Review by Library Journal Review
For decades, writers have been striving to comprehend the Holocaust, and while its horror remains indelible, readers may wonder if there is another way of going over this relentlessly examined ground. In this swift, incisive little book, Amis succeeds in rendering the shock of the Holocaust wholly new by traveling backward in time. At the end of his life, the German-born American doctor Tod T. Friendly suffers a paralysis from which emerges ``the soul he should have had.'' This innocent soul follows ``time's arrow'' back through Tod's stay in America and his flight to Germany, finally arriving at the concentration camp where Friendly, as Odilo Unverdorben, served as a doctor of death. Trying to discover ``when the world is going to make sense,'' the confused if patient soul watches as the doctor injures the healed, revives Jews who have been gassed, and grows closer to his estranged wife. It concludes, ``We all know by now that violence creates, here on earth . . . it heals and mends.'' Amis's device, which at first seems merely a clever conceit, is handled so skillfully that living backwards becomes not only natural but a perfect metaphor for the Nazis' perverted logic. If he can't finally probe to the bottom of a mind that embraces atrocities, Amis has nevertheless written a thought-provoking, compelling book. Previewed in Prepub Alert, LJ 6/1/91.--Barbara Hoffert, ``Library Journal'' (c) Copyright 2010. Library Journals LLC, a wholly owned subsidiary of Media Source, Inc. No redistribution permitted.
(c) Copyright Library Journals LLC, a wholly owned subsidiary of Media Source, Inc. No redistribution permitted.

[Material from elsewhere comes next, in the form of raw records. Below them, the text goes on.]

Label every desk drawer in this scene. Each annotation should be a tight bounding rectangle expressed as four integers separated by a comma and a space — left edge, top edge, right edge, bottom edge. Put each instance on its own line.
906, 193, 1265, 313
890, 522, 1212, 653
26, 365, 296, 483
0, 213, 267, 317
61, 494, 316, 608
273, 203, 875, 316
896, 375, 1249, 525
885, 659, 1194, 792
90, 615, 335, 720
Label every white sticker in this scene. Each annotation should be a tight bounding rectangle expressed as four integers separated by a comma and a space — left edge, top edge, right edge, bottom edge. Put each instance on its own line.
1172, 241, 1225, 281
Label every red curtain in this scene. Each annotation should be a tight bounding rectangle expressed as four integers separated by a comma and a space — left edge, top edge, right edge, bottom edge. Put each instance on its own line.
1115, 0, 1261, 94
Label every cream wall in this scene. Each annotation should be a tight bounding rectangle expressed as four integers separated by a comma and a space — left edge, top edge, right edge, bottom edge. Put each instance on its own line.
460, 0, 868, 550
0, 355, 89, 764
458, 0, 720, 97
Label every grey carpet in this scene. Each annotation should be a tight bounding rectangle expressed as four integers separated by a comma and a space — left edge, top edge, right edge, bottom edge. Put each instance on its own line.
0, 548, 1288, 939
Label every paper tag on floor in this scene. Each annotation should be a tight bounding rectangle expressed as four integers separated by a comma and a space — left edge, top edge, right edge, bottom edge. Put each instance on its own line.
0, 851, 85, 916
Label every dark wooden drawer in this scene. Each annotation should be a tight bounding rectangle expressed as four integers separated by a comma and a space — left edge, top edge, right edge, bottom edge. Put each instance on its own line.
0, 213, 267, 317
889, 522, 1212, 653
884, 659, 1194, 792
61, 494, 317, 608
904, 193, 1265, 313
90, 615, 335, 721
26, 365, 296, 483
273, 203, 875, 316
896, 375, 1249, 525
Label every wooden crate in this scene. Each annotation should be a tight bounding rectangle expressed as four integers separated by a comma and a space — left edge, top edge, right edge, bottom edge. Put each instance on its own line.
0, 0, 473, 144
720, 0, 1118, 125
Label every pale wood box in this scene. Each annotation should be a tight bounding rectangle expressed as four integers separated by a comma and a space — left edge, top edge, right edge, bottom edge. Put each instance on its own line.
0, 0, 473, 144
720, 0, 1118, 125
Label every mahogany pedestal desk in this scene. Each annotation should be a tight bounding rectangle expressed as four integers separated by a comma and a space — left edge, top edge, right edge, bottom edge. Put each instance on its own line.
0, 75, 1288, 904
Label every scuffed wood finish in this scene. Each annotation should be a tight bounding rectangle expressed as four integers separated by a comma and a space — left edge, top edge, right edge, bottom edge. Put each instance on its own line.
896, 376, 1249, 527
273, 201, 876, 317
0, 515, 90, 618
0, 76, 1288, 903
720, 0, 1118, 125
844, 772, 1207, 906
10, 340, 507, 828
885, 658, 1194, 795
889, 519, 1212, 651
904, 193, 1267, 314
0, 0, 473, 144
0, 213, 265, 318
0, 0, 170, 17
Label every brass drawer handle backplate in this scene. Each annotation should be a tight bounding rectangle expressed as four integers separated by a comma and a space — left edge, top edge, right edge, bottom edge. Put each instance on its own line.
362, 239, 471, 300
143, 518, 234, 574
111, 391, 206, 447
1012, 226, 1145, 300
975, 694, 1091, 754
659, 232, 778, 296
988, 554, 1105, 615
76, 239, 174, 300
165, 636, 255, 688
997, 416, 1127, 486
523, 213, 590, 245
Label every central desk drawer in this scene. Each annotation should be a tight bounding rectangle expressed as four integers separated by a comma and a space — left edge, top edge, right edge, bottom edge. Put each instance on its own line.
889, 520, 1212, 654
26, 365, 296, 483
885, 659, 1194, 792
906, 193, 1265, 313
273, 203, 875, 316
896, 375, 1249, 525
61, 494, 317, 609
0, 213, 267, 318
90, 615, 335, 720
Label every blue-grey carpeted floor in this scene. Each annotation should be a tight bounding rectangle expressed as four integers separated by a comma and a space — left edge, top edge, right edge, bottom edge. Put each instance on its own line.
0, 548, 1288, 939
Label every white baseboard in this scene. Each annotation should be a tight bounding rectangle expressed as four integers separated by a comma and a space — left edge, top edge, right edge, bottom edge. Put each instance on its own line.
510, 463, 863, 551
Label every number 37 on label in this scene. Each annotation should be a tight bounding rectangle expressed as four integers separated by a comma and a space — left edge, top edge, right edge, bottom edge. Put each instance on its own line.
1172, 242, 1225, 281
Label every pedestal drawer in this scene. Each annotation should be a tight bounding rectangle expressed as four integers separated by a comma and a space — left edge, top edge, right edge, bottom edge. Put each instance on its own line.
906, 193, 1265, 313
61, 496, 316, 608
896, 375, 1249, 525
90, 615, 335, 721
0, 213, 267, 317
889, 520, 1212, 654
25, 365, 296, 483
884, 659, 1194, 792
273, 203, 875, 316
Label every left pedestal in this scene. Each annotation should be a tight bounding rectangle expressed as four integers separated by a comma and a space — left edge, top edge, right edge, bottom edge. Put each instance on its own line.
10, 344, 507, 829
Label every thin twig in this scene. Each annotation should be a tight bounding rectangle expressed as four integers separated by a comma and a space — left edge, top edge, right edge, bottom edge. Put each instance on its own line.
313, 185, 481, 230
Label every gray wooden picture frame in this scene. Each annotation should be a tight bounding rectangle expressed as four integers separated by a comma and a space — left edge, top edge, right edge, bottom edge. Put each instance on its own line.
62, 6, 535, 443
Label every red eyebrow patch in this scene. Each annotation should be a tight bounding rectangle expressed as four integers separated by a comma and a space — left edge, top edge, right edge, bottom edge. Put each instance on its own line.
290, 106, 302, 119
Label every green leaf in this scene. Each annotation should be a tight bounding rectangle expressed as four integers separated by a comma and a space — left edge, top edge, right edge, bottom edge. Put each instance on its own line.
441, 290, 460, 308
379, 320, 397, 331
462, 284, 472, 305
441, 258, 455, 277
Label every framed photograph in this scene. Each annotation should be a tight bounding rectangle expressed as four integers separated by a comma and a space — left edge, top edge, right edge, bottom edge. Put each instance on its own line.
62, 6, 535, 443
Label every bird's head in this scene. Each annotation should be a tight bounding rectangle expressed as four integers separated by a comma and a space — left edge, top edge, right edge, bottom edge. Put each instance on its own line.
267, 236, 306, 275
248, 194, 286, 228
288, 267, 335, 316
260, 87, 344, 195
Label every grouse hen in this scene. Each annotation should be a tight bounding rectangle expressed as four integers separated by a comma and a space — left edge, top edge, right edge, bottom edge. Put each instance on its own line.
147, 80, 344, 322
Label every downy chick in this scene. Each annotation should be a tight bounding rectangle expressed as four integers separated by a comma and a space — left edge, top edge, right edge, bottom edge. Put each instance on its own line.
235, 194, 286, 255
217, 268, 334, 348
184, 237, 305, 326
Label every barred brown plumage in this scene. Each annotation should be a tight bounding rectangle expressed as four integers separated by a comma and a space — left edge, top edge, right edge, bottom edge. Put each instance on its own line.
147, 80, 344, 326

Review by Kirkus Book Review
Amis this time writes about Tod Friendly, a.k.a John Young, a.k.a Odilo Unverdorben--a doctor with a chilling past no one knows about: he was a medical experimenter under Mengele at Auschwitz. No one knows--that is, except his soul, his conscience, which narrates this book: backwards. Literally backwards--not in flashbacks, but everything like a film run in reverse, with construction become destruction, age become youth, horror become innocence. ``You want to know what I do?'' asks the narrator during his stint as trauma doctor. ``All right. Some guy comes in with a bandage around his head. We don't mess about. We'll soon have that off. He's got a hole in his head. So what do we do. We stick a nail in it. Get the nail--a good rusty one--from the trash or whatever. And lead him out to the Waiting Room where he's allowed to linger and holler for a while before we ferry him back to the night. Already we're busy with this baglady we've got, welding sock and shoe plastic on to the soles of her evil feet.'' Dialogue is equally in reverse order, so that you learn the trick of reading up from the page to get the full effect. The problem here is that Amis's cleverness has a glare-y insistence to it that undercuts the moralism it means to reflect. Like London Fields, the book is mostly at home in contemporary jeremiad: about New York, about modern sex, about the homeless, about the horror that doctors so blithely encounter. The Auschwitz material, coming last, also comes least--weakened by the narration's trickiness into seeming inevitable (though Amis puts a psychosexual spin on its roots, à la the Reichianism of his mentor Saul Bellow) and inhospitable to the stylistic flair that Amis can impart to even the worst contemporary sins. The chipped impressionism simply and unimpressively reads like the worst facts culled from the great annals of Martin Gilbert and Lucy Dawidowicz. Amis's particularity as a writer--the ethical outrage plus the gorgeously soiled, infinitely plastic style--is still remarkable: but his nimbleness on the stage of the global, historical, Big Picture theater serves him less and less well. The Holocaust couldn't care less about his ingenuity, which turns terribilità into mere tour de force.